The big moment: Would my gear mesh and spin, and how would the center distance for "sweetest" running compare with the theoretical center distance? To try this, the professionally made drive gear was mounted on a stub and driven by the lathe. my gear was mounted on an axel stub spinning at 90 derees to the driver, running in a bearing clamped to a vertical slide that would allow the center distance to be adjusted. My plan was that if I did not like the freeness, or if it made a lot of noise, I could drop some valve grinding paste into the mesh and let the gears modify each other. This turned out to be completely unnecessary. The gears meshed freely, so the distance was lowered until they sounded "unhappy", then raised just enough to achieve free running again. Then, by measuring the vertical distances between the shafts and adjusting for the (drill rod) shaft diameters, the center distance was calculated, and—well blow me down! It was just 0.001" lower than the theoretical distance! The extra thou of backlash (roughly 2% of tooth depth) will give a little extra freedom, if I can bore the crankcase that accurately.
During this process, I learnt that I'd got it half wrong (again, dammit) about the end-thrust of the Feeny gears. Looking the the previous photo, the driver gear end-thrust when the gears are running in normal model engine direction (ie, the lathe spindle sunning reverse) is towards the tail stock. The driven gear end-thrust is into the vertical slide. This is the best we can do for the Feeney. The cam shaft will be being pushed into its cavity, so there will be no thrust load on the cavity cover bearing. The driver gear will be trying to lever itself off the crankshaft though. As mine is a real tight press fit, this will not pose a problem. It does show however that we can't use right-hand spiral gears without a casting re-design.
So, the method works.
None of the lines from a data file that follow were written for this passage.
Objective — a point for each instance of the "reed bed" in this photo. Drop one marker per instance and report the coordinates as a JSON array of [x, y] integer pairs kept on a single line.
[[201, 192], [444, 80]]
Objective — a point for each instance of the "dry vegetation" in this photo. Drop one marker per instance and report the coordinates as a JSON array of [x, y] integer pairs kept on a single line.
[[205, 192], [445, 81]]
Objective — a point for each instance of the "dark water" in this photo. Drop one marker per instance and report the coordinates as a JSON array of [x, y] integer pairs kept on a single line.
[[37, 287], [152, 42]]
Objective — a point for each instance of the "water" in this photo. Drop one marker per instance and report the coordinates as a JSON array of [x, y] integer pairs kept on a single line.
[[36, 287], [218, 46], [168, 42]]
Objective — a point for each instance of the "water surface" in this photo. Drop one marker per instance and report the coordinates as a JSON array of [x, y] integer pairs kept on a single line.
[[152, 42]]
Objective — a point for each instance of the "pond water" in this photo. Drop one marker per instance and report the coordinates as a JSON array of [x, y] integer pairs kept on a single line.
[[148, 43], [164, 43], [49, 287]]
All the cutters, jigs and gears were made from existing stock, or the scrap bin. Looking back at Photo 1 (reproduced here), to the left of the pot-chuck are two tried and proven good gears. To the right are five unusable stuff-ups. My 90:1 Vertex rotary table needed 4.5 turns per tooth for the 20 tooth gear. Concentration (I've learnt) is paramount when indexing. Turn off the radio, unplug the phone, put the cat out. Count out loud and develop a rythm to the process (eg, always move the sector arms first, or last. Never change!) Above all, don't let your mind wander. One of the stuff-ups happened when my single grub screw cutter came loose on the shaft and the cutter shifted its vertical position a few thou. Grrrrr. Next time, two screws, or glue the cutter to the shaft. Another stuff-up was caused by cutting the teeth 0.110" deep. Don't ask me why, it was late at night and I was tired (perhaps that's why?). Another was an indexing mistake and another, the first, was indexing by 4.45 instead of 4.5!!! But I've learnt. After this shot was taken, I produced a further 4 gears for Art's next run of Feeney kits with no mistakes.
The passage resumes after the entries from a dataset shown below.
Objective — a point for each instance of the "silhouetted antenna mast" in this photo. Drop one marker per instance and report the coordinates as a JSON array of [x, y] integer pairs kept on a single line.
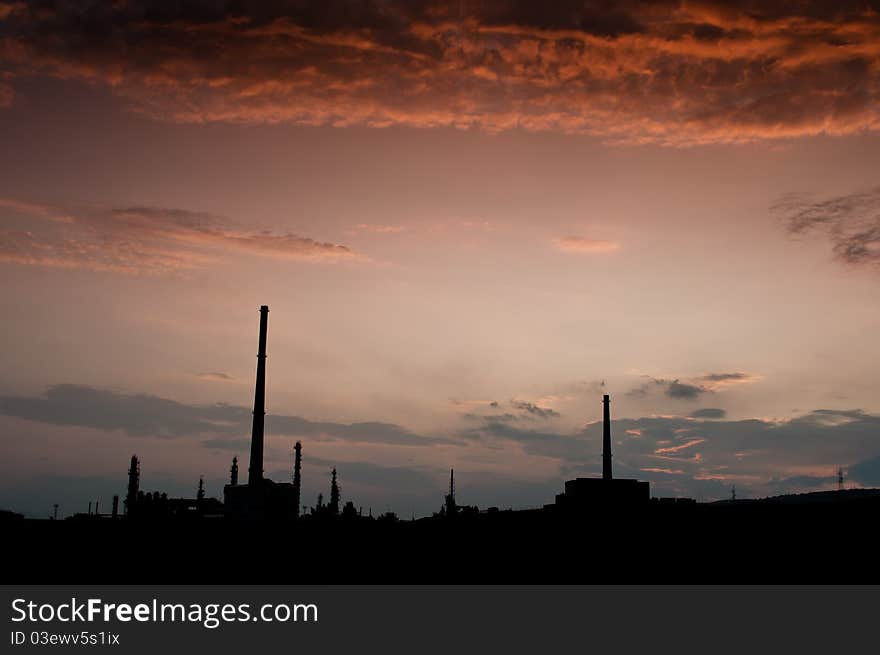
[[297, 477], [334, 494], [451, 507], [606, 437], [134, 481], [255, 470], [233, 472]]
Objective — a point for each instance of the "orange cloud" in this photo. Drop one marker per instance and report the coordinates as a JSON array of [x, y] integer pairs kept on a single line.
[[630, 72]]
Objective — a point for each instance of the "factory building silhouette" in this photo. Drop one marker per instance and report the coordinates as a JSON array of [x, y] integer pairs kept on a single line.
[[264, 499], [601, 519]]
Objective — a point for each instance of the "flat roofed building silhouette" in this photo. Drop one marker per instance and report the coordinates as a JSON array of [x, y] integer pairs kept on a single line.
[[588, 493], [260, 498]]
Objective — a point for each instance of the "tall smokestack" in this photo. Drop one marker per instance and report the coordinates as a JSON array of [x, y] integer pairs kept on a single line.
[[297, 478], [255, 471], [134, 478], [606, 437]]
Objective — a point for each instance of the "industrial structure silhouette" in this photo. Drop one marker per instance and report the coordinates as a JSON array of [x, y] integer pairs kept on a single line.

But all's not roses. If I'd had to make the 60 degree gear, I'd have been in trouble. Have a look at photo 7 and imagine the plate and rotary table raised another 30 degrees. The top would hit the mill quill. If I spun the plate around 180 degrees, I'd be clear of the quill, but now the division plate and handle are at the back of the mill and indexing would be very slow, difficult and error prone (in my shop). Cutting right-hand gears would pose no great difficulty however. One possible solution appears to be to mount the rotary table horizontally on the plate, and angle the plate at 30 degrees with the opposite slope. This looks like it would produce the left-hand 60 degree gear, maybe.